Maintaining the complexity of servers, especially proxy servers, along the least possible call route is also an emphasis on SIP design. SIP proxy servers route messages between the callers. The proxies defined in the standard do not know the status of the call, but operate at the transaction level and may also have no status. This helps with scalability, because fewer devices can handle more calls. To do that, the protocol itself separated into several distinct layers, a common practice that programmers use to break down a complex system. This design helps to further simplify the SIP and facilitates its implementation. Sometimes, maintaining this minimum state forced some limitations (and later, some changes in the protocol), but these by-products were kept to a minimum.

Finally, and perhaps most importantly, SIP was not created solely as a replacement for the telephone system. It allows extensions and depends on them to provide additional services beyond simple calls. For example, you can use SIP to maintain user status information in an IM client, as well as to configure IM sessions. Another extension allows you to transfer a call to a third party, something that was simply not defined by the basic SIP specification.

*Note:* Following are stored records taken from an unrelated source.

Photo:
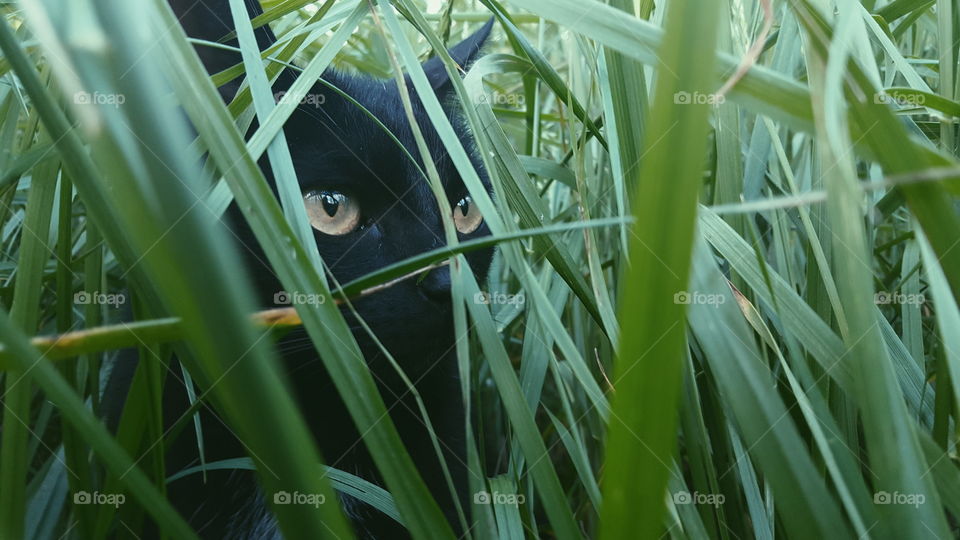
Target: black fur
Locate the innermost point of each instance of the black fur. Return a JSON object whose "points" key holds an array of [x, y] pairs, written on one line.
{"points": [[335, 145]]}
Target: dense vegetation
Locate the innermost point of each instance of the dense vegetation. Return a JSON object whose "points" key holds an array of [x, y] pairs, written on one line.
{"points": [[724, 302]]}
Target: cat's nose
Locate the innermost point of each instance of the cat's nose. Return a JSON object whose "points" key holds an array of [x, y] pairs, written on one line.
{"points": [[436, 284]]}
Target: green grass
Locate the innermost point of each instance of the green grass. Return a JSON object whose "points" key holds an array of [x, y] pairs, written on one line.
{"points": [[740, 315]]}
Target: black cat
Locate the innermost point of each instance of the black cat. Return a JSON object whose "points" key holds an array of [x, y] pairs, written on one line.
{"points": [[370, 206]]}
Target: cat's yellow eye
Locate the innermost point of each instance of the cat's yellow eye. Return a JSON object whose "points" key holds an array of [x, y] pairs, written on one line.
{"points": [[466, 216], [332, 212]]}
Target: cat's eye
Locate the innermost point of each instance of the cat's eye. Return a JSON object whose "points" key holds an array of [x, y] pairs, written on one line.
{"points": [[466, 216], [332, 212]]}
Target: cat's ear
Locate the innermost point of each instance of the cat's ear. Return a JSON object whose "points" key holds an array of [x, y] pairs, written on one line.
{"points": [[211, 20], [464, 54]]}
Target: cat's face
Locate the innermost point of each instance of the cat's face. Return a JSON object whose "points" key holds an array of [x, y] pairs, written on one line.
{"points": [[371, 206]]}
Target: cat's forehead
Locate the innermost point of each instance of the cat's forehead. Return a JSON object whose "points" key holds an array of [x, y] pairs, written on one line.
{"points": [[338, 143]]}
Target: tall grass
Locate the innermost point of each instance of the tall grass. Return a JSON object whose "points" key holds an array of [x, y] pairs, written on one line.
{"points": [[739, 272]]}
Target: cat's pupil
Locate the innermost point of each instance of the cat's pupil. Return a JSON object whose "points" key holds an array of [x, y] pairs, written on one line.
{"points": [[330, 203]]}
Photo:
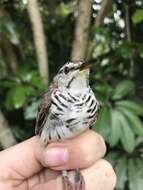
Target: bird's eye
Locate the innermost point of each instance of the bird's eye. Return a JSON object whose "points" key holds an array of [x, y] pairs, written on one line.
{"points": [[66, 70]]}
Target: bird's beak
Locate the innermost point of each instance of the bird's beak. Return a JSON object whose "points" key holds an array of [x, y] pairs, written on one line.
{"points": [[85, 65]]}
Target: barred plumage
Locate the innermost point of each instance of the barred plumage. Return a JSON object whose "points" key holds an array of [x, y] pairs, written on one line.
{"points": [[69, 107]]}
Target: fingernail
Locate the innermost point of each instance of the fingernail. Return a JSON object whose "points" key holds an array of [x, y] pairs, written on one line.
{"points": [[56, 156]]}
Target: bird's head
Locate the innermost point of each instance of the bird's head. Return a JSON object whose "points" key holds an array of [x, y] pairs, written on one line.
{"points": [[73, 75]]}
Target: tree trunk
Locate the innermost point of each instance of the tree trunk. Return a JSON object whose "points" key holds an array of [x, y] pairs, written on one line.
{"points": [[6, 137], [39, 39], [6, 46], [81, 30], [106, 7]]}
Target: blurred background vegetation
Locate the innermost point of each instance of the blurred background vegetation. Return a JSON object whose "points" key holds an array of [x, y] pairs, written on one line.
{"points": [[36, 38]]}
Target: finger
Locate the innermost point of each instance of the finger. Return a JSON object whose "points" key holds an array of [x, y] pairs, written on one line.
{"points": [[99, 176], [80, 152], [28, 158]]}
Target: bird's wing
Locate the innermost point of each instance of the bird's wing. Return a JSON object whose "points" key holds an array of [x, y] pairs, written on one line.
{"points": [[43, 110]]}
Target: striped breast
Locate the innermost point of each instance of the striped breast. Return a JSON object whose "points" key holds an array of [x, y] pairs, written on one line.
{"points": [[69, 114]]}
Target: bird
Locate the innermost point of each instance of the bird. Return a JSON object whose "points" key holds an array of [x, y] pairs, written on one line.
{"points": [[67, 109]]}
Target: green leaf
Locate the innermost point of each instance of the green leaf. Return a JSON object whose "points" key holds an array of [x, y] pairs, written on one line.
{"points": [[121, 171], [134, 121], [122, 89], [63, 10], [115, 128], [137, 16], [16, 97], [102, 125], [127, 137], [132, 106], [135, 174], [125, 49]]}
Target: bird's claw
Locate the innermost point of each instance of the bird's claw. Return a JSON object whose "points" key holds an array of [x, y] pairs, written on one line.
{"points": [[79, 183]]}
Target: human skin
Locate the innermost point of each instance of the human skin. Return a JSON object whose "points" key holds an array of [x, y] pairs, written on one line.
{"points": [[29, 166]]}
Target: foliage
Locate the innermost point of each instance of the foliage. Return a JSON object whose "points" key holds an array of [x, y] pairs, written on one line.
{"points": [[116, 80]]}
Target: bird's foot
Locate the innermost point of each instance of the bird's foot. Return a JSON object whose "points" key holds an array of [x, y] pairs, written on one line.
{"points": [[78, 184]]}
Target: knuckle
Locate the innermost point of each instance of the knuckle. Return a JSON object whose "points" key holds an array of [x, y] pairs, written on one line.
{"points": [[109, 173], [102, 144]]}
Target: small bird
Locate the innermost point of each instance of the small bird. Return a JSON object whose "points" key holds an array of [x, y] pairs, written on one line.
{"points": [[67, 110]]}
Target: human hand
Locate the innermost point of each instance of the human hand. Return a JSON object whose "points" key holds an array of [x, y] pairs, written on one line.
{"points": [[28, 166]]}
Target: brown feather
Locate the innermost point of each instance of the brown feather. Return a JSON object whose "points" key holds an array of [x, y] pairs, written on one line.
{"points": [[43, 109]]}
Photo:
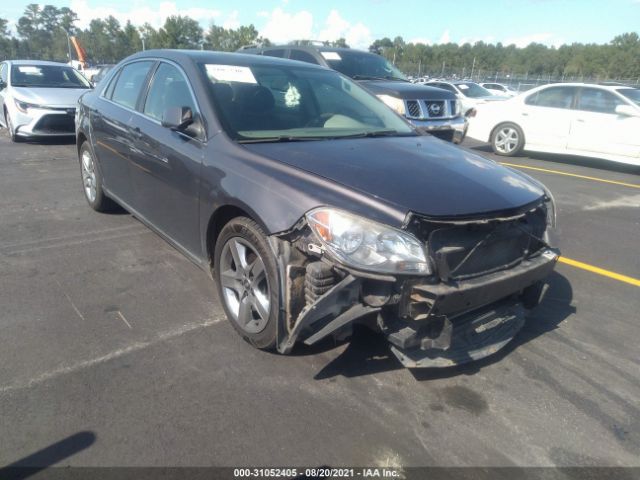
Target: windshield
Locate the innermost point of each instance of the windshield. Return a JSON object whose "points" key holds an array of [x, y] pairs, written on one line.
{"points": [[473, 90], [632, 94], [283, 103], [47, 76], [362, 65]]}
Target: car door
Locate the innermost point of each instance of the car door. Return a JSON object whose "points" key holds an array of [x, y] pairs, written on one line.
{"points": [[111, 131], [166, 163], [545, 117], [597, 128]]}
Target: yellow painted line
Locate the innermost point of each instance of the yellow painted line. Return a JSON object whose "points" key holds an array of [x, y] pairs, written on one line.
{"points": [[559, 172], [600, 271]]}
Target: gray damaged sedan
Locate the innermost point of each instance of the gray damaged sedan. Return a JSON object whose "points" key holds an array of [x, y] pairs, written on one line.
{"points": [[315, 207], [39, 99]]}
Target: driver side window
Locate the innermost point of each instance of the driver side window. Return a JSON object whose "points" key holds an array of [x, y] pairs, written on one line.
{"points": [[168, 89]]}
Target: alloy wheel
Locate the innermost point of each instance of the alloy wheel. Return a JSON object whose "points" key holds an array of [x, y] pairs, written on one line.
{"points": [[245, 286], [506, 140]]}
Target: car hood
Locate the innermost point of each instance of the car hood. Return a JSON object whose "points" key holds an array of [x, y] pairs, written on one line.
{"points": [[418, 174], [406, 91], [54, 97]]}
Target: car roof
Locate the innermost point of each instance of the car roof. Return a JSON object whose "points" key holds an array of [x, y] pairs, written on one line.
{"points": [[223, 58], [38, 62]]}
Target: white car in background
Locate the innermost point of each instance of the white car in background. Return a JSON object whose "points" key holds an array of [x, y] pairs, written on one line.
{"points": [[571, 118], [499, 89], [470, 94]]}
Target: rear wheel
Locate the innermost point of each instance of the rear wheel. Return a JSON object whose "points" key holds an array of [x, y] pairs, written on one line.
{"points": [[247, 281], [92, 182], [507, 140]]}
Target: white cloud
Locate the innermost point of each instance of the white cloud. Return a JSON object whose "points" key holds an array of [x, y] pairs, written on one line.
{"points": [[139, 15], [232, 21], [357, 35], [546, 38], [282, 27], [423, 40], [445, 38]]}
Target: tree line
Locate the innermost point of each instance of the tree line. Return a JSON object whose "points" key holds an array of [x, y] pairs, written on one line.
{"points": [[42, 33]]}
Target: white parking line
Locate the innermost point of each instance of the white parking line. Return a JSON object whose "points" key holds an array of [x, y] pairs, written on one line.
{"points": [[134, 347]]}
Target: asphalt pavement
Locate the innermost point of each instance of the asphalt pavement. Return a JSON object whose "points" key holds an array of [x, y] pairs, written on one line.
{"points": [[112, 337]]}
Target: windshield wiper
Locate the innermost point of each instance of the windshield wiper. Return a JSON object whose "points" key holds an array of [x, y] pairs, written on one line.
{"points": [[281, 138], [374, 133], [371, 77]]}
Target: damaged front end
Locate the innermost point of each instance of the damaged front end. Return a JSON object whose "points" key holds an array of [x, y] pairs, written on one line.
{"points": [[463, 300]]}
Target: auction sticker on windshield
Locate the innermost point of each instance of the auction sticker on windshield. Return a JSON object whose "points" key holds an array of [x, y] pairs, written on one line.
{"points": [[230, 73]]}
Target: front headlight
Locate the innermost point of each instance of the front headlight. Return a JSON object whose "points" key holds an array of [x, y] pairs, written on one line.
{"points": [[367, 245], [396, 103], [24, 106]]}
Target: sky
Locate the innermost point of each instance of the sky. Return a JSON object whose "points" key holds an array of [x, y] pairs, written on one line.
{"points": [[551, 22]]}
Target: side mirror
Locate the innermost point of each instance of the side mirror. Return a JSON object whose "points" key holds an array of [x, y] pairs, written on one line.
{"points": [[627, 111], [177, 118]]}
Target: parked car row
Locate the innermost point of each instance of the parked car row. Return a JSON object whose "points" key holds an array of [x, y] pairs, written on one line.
{"points": [[313, 204], [600, 121], [427, 108]]}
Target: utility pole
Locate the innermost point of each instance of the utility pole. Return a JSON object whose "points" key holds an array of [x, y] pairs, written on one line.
{"points": [[68, 45]]}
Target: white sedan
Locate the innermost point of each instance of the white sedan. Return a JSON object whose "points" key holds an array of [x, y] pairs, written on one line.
{"points": [[571, 118], [499, 89]]}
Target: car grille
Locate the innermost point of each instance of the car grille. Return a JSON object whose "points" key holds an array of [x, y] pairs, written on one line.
{"points": [[413, 109], [56, 124], [466, 250], [429, 109], [435, 109]]}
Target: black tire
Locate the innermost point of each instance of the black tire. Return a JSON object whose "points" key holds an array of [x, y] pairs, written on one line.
{"points": [[249, 234], [12, 134], [507, 139], [100, 202]]}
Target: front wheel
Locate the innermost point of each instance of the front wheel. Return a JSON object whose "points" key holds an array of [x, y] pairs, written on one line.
{"points": [[507, 140], [247, 281], [10, 127], [92, 182]]}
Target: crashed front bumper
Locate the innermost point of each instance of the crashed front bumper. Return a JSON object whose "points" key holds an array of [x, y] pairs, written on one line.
{"points": [[429, 323]]}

This is possible thanks to the fact that SIP provides the necessary basic constructions while limiting those constructions only when necessary. SIP defines the concept of "dialogue", which is a two-way communication, but does not limit dialogues to calls. Bidirectional communication also includes setting up your IM status and receiving updates from your IM friends. Extensions can also easily define new types of request or response and new headings when necessary.